A decade ago, a young Indian couple woke up to the reality of a Norwegian Child Welfare Agency depriving them of their child on the charge that the child is a victim of physical violence. The intervention of the Government of India and the then External Affairs Minister SM Krishna ensured that the child returned to the parents hemmed with multiple conditions.
The film, unfortunately, is more in the nature of an accusation against processes, people and institutions in Netherlands. From the dramatic start, ‘they’ are projected as heartless, rude ‘Westerners’ who cannot come to terms with some basic factors of child rearing — the Indian way.
The film thankfully moves partly into a fictional mode with the mother kidnapping her children from the foster home and also with the parents-in-law arriving in traditional mode. The next angle is when the foster home turns a complete villain and the adoption of the children is stopped in the tracks.
What happens, how does the couple from an ordinary middle-class Bengali family fight to succeed an alien, unfriendly nation, and culture vying for superiority form the crux of the story.
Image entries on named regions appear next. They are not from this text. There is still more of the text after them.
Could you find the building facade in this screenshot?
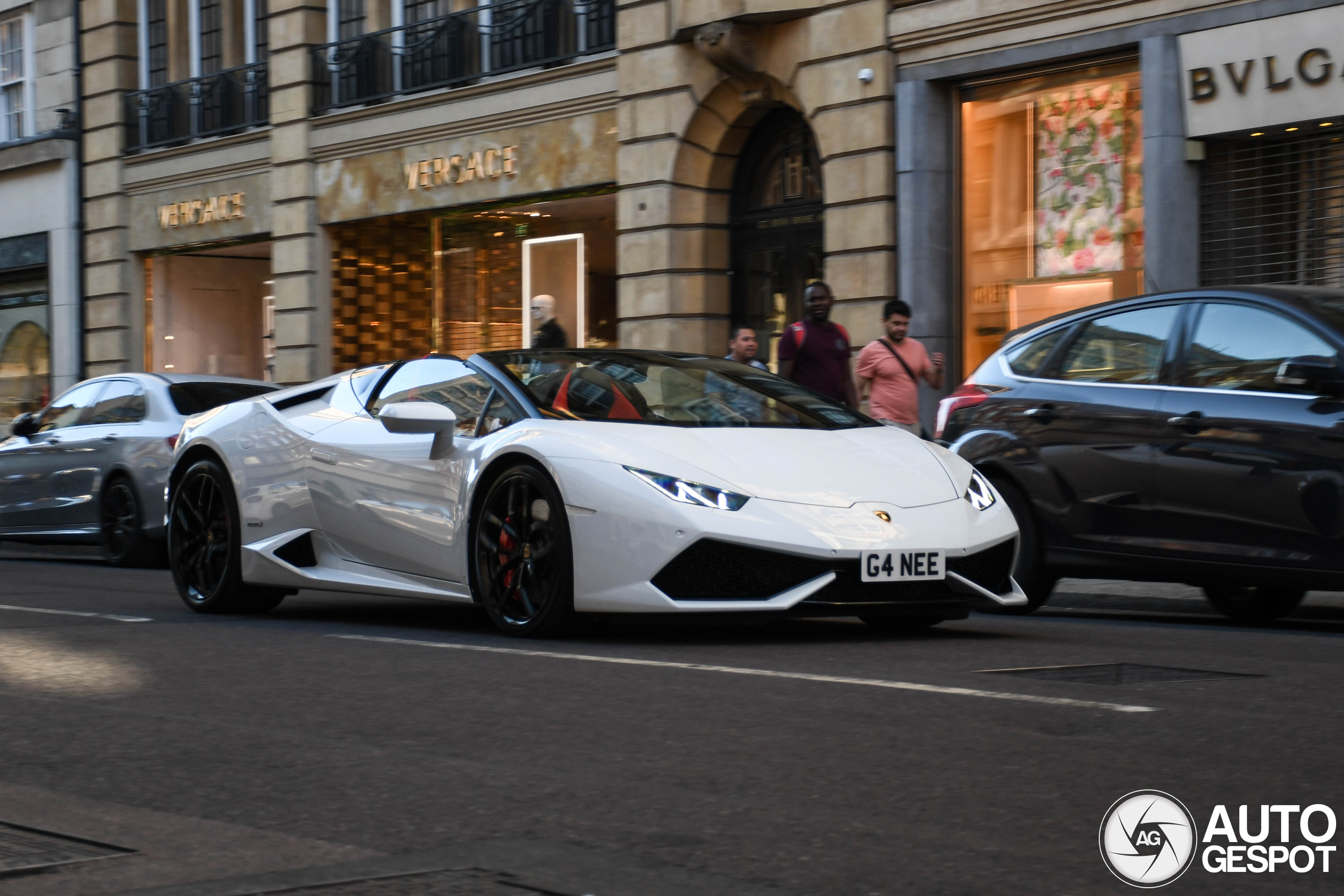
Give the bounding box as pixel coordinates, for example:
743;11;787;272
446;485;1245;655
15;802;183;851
888;0;1344;400
74;0;895;383
0;0;81;426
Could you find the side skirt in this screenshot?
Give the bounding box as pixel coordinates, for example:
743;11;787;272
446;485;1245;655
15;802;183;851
242;529;473;603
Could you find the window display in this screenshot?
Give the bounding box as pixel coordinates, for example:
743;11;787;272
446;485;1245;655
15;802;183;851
145;243;271;380
961;60;1144;371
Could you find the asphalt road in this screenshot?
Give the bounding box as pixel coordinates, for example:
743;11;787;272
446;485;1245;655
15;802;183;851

Even after the children arrive in India, the challenges continue. It gets louder, so shrill and dramatic that the Norwegian system seems even better.
Of the cast — Anirban Bhattacharya as the parent is hardly convincing. Like the script, he cannot decide whether he is good or bad. It is Jim Sarbh as the lawyer who comes up with a polished performance.
Truly, the script is dedicated to Rani Mukerji, who fits the bill perfectly. Dressed in the characteristic Bengal cottons, she delivers when and wherever the script asks of her. In fact, she swims through and survives the script with a performance that has already won her praise from her fraternity. As Mrs Chatterjee, she is not just the centrepiece, but the coveted centrepiece.